Letteralmente questo neologismo nasce dalla fusione di crowd, ovvero ‘folla, moltitudine’, e sourcing, ovvero ‘esternalizzazione (del lavoro)’ ed è stato inizialmente associato a quelle forme volontarie e gratuite di creazione e di condivisione dei contenuti: Wikipedia e YouTube ne sono i primi lungimiranti esempi.

Adesso le aziende cercano creatività e professionalità tra il popolo della Rete, attingendo all’enorme capitale intellettuale e di conoscenza disponibile online: il sapere di molti può essere utilizzato per svolgere compiti e attività e per sviluppare progetti che un tempo erano prerogativa di pochi professionisti. Una rete di persone che condivide e collabora servendosi del Web, è straordinariamente più dinamica, più creativa e più produttiva di un singolo.

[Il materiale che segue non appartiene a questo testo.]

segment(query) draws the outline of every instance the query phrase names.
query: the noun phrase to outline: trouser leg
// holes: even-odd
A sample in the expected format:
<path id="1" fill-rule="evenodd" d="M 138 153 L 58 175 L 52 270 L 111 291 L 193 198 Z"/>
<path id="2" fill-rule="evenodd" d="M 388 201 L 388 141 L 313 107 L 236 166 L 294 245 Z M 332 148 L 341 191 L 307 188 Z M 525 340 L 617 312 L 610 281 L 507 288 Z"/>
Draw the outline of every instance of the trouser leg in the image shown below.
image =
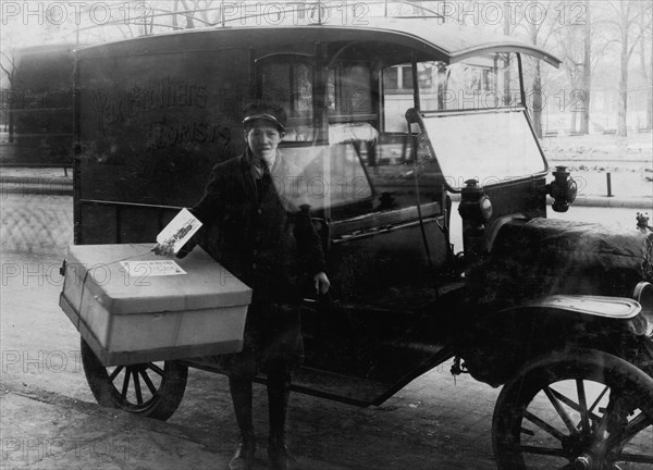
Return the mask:
<path id="1" fill-rule="evenodd" d="M 288 409 L 291 374 L 287 370 L 268 374 L 268 404 L 270 411 L 270 440 L 268 457 L 273 470 L 296 468 L 296 460 L 285 443 L 285 425 Z"/>
<path id="2" fill-rule="evenodd" d="M 250 470 L 256 453 L 254 420 L 251 413 L 251 381 L 247 379 L 229 379 L 236 422 L 241 431 L 241 443 L 232 460 L 230 470 Z"/>
<path id="3" fill-rule="evenodd" d="M 254 420 L 251 417 L 251 381 L 246 379 L 230 378 L 231 391 L 236 423 L 242 437 L 254 435 Z"/>
<path id="4" fill-rule="evenodd" d="M 270 441 L 285 441 L 285 423 L 288 408 L 291 374 L 275 371 L 268 375 L 268 404 L 270 412 Z"/>

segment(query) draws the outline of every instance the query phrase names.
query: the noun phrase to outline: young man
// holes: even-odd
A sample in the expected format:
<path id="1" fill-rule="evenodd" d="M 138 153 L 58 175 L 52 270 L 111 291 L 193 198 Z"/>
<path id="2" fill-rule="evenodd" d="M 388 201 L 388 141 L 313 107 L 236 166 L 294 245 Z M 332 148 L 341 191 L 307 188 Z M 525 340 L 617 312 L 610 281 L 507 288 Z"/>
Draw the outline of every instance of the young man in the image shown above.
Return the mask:
<path id="1" fill-rule="evenodd" d="M 230 469 L 252 466 L 251 381 L 262 371 L 268 375 L 268 456 L 272 469 L 285 470 L 294 463 L 285 443 L 291 372 L 304 355 L 300 292 L 309 281 L 316 292 L 325 294 L 330 283 L 301 191 L 301 172 L 278 149 L 285 133 L 285 112 L 252 103 L 245 109 L 243 126 L 247 149 L 214 166 L 193 213 L 204 224 L 205 249 L 252 288 L 243 351 L 217 358 L 230 378 L 241 431 Z"/>

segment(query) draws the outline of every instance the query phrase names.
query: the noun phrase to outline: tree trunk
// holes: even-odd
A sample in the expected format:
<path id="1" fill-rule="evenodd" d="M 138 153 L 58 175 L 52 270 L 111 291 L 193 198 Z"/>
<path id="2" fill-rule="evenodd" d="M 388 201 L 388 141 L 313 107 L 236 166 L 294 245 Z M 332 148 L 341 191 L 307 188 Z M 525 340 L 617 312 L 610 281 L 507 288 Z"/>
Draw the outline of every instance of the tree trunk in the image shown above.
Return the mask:
<path id="1" fill-rule="evenodd" d="M 540 61 L 535 62 L 533 76 L 533 128 L 535 135 L 542 138 L 542 77 L 540 74 Z"/>
<path id="2" fill-rule="evenodd" d="M 590 22 L 590 1 L 586 0 L 584 58 L 582 70 L 582 112 L 580 114 L 580 134 L 590 133 L 590 98 L 592 90 L 592 27 Z"/>
<path id="3" fill-rule="evenodd" d="M 617 104 L 617 135 L 628 135 L 626 115 L 628 113 L 628 30 L 621 35 L 621 77 L 619 79 L 619 102 Z"/>
<path id="4" fill-rule="evenodd" d="M 504 3 L 504 11 L 503 11 L 503 18 L 504 18 L 504 34 L 506 36 L 510 35 L 510 10 L 509 10 L 509 5 L 508 2 Z M 503 104 L 504 106 L 510 106 L 510 67 L 508 66 L 508 59 L 509 54 L 506 54 L 506 61 L 504 62 L 504 94 L 503 94 Z"/>
<path id="5" fill-rule="evenodd" d="M 643 24 L 642 15 L 642 24 Z M 645 36 L 644 36 L 645 38 Z M 651 83 L 653 78 L 653 47 L 651 47 L 651 57 L 649 58 L 649 69 L 646 70 L 646 41 L 642 39 L 640 41 L 640 64 L 642 66 L 642 75 L 646 83 Z M 649 86 L 646 90 L 646 127 L 648 129 L 653 128 L 653 87 Z"/>

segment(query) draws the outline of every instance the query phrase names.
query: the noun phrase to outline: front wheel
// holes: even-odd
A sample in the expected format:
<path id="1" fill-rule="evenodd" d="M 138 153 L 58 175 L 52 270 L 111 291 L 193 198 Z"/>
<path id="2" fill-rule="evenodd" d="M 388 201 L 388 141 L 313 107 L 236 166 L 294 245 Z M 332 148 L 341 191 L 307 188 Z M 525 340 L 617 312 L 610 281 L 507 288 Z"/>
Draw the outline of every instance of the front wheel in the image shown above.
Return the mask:
<path id="1" fill-rule="evenodd" d="M 106 368 L 84 338 L 82 364 L 100 405 L 163 421 L 182 403 L 188 378 L 188 367 L 176 361 Z"/>
<path id="2" fill-rule="evenodd" d="M 504 386 L 492 431 L 501 470 L 651 470 L 653 379 L 606 352 L 552 352 Z"/>

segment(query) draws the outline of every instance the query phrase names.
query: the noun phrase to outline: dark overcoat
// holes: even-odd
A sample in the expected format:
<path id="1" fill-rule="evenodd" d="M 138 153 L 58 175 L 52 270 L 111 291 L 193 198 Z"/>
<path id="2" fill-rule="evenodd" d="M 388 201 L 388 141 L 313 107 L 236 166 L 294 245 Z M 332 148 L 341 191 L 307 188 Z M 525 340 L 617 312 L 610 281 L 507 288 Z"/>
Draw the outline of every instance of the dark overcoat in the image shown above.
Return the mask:
<path id="1" fill-rule="evenodd" d="M 297 305 L 310 279 L 325 270 L 318 234 L 303 202 L 301 172 L 278 154 L 268 184 L 257 184 L 251 156 L 219 163 L 192 212 L 204 226 L 200 245 L 254 289 L 245 352 L 300 354 Z M 262 187 L 261 187 L 262 186 Z M 285 312 L 285 313 L 284 313 Z M 273 352 L 272 355 L 275 355 Z M 263 364 L 264 368 L 264 364 Z"/>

Il vantaggio di lavorare in crowdsourcing è facilmente intuibile: le aziende attingono all’intelligenza collettiva della Rete aprendo un contest online, una sorta di gara tra i freelance che lavorano su Internet, per affidare lo sviluppo di un progetto, la realizzazione di un prodotto o di un servizio, riuscendo così a rivolgersi a un numero teoricamente illimitato di professionisti.

Per chi vuole partecipare si profilano diverse opportunità. La strategia migliore per i freelance del Web è “fare rete” con gli altri, entrando in contatto con altri professionisti del settore per creare un gruppo di lavoro, instaurando collaborazioni e mettendo a disposizione le proprie conoscenze ed esperienze. Per chi è alle prime armi è un ottimo modo per farsi notare e per acquisire esperienza lavorando fianco a fianco, anche se fisicamente in posti diversi, con freelance già affermati.

Naturalmente tutti sono candidati all’assegnazione del progetto e quindi al riconoscimento economico del proprio lavoro.

Brandportal.it, Bootb.com e Zooppa.com sono tra i siti più accreditati per la candidatura a progetti di crowdsourcing, soprattutto nei settori della pubblicità, del design e della moda.

Il crowdsourcing, inteso come l’incontro tra domanda e offerta in un nuovo mercato del lavoro, dinamico, partecipativo e collaborativo, è uno degli esiti felici di Internet e una delle tante opportunità concrete di mettere a frutto le proprie passioni, capacità e competenze.